Justice and Safety

First meeting of Victims Taskforce

December 12, 2018 by No Comments

Group to drive progress to ensure victims’ voices are strengthened meets for the first time.

A new expert group will today (Wednesday 12 December) meet for the first time to improve support, advice and information for victims of crime.

Co-chaired by the Justice Secretary Humza Yousaf and Lord Advocate James Wolffe QC, the Victims Taskforce brings together senior decision-makers from justice agencies, the legal profession, academia and the voluntary sector, including direct representation of victims.

At the first meeting the Taskforce will focus on confirming their remit and membership; how best to engage more broadly with victims and witnesses; and how best to fulfil their remit.

Lynn Burns, who has campaigned for better support for victims and their families, will bring her direct experience as a member of the group.

Speaking ahead of the first meeting, the Justice Secretary said:

“While the long-term fall in crime over the last decade means fewer people fall prey to criminals in Scotland, where anyone is a victim it is essential the justice system and wider public services provide the best possible support and advice to them and their loved-ones.

“One of the first items for us to discuss will be how we broaden our engagement with victims and witnesses and ensure that the Taskforce is directly informed by them. I am keen that it is a forum for debate, and I am pleased that Lynn Burns has accepted the invitation to represent victims on the taskforce.”

The Lord Advocate said:

“The Taskforce represents an opportunity to improve the experience of victims of crime, to reassure them that the system will provide support and to give them confidence to come forward, speak up and make sure their voices are heard.

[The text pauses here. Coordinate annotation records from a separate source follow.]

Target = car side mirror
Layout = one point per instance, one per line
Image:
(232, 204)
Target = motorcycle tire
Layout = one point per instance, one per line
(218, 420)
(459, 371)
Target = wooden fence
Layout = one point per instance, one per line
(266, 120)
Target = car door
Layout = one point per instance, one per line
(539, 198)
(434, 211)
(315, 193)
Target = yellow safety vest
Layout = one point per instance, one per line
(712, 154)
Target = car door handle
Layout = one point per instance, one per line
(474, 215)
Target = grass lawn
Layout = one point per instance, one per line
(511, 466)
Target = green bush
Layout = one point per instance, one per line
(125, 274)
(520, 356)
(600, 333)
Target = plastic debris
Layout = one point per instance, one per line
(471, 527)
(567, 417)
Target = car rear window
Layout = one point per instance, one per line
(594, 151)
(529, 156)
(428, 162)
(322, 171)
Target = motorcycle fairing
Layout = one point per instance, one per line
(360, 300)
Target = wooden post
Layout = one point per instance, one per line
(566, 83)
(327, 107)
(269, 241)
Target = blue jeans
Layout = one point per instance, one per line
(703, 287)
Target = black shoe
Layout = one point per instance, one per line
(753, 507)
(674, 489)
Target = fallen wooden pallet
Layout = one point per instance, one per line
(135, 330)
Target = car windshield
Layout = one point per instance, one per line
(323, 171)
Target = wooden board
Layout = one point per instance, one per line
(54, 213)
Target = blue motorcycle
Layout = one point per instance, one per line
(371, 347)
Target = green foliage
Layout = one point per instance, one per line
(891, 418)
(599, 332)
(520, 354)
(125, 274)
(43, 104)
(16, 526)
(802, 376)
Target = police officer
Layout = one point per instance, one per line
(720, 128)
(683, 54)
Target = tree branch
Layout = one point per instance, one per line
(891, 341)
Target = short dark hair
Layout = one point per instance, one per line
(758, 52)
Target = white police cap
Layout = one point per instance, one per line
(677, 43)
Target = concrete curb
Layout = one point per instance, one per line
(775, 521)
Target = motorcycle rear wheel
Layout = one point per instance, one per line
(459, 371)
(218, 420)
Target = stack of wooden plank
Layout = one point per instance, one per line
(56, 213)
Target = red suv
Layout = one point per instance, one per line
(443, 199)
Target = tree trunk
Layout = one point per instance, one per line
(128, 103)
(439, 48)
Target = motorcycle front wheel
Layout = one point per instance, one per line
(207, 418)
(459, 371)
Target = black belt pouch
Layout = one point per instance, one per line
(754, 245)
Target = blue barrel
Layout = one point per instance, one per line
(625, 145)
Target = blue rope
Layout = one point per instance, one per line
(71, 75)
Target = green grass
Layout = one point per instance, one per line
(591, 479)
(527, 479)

“I welcome the first meeting of the Taskforce and look forward to working with the members of the Taskforce as we take forward this important work.”

Lynn Burns said:

“When our son Sam was murdered my family felt uninformed, unheard, isolated and alone. I know that many families have also felt this way.

“At times it felt like there was little clarity and transparency. It does not seem unreasonable to be able to expect scrutiny, or ask questions when you are in the most traumatic of situations.

“I am hopeful that the Victims Taskforce will address this and, by putting people at the centre of the system, treat them with care, compassion and kindness – To help victims and families feel that their voices are being heard and acknowledged.”

List of members  

Name Organisation
Humza Yousaf MSP Scottish Government – Cabinet Secretary for Justice – (Co-chair)
James Wolffe QC Scottish Government – Lord Advocate (Co-chair)
Neil Rennick Scottish Government, Director of Justice
Michael Chalmers Scottish Government, Director of Children and Families
Iain Livingstone Police Scotland, Chief Constable
David Harvie COPFS, Crown Agent
Eric McQueen Scottish Courts and Tribunal Service, Chief Executive
Colin McConnell Scottish Prisons Service, Chief Executive
John Watt Parole Board, Chair
Pauline Proudfoot Scottish Children’s Reporter Administration, Operational Development Manager
Karyn McCluskey Chief Executive, Community Justice Scotland
Kathryn Lindsay Scottish Social Work (Head of Children, Families & Justice at Angus Council)
Kate Wallace Victim Support Scotland, Chief Executive
Marsha Scott Women’s Aid, Chief Executive
Sandy Brindley Rape Crisis Scotland, Chief Executive
Mhairi McGowan Head of ASSIST and Domestic Abuse services
Mary Glasgow Children 1st, Chief Executive
Victims Organisations Collaboration Forum Scotland Rotating seat –

Ann Galbraith, Action against Stalking will attend the first meeting

Lorna Jack Law Society of Scotland, Chief executive
Angela Grahame Faculty of Advocates, Vice-Dean
Margaret Malloch Scottish Centre for Crime and Justice Research, Director
Lynn Burns Victim’s Voice

Further information about policies and projects to improve the experience for victims and witnesses in Scotland is available on the Scottish Government website.

The 2016-17 Scottish Crime & Justice Survey, which includes incidents not reported to police, indicated that crime in Scotland has fallen by around a third since 2008-09, while more people than ever feel safe in their local area.  Similarly, the proportion of adults experiencing crime fell from around one in five in 2008-09 to fewer than one in seven in 2016-17.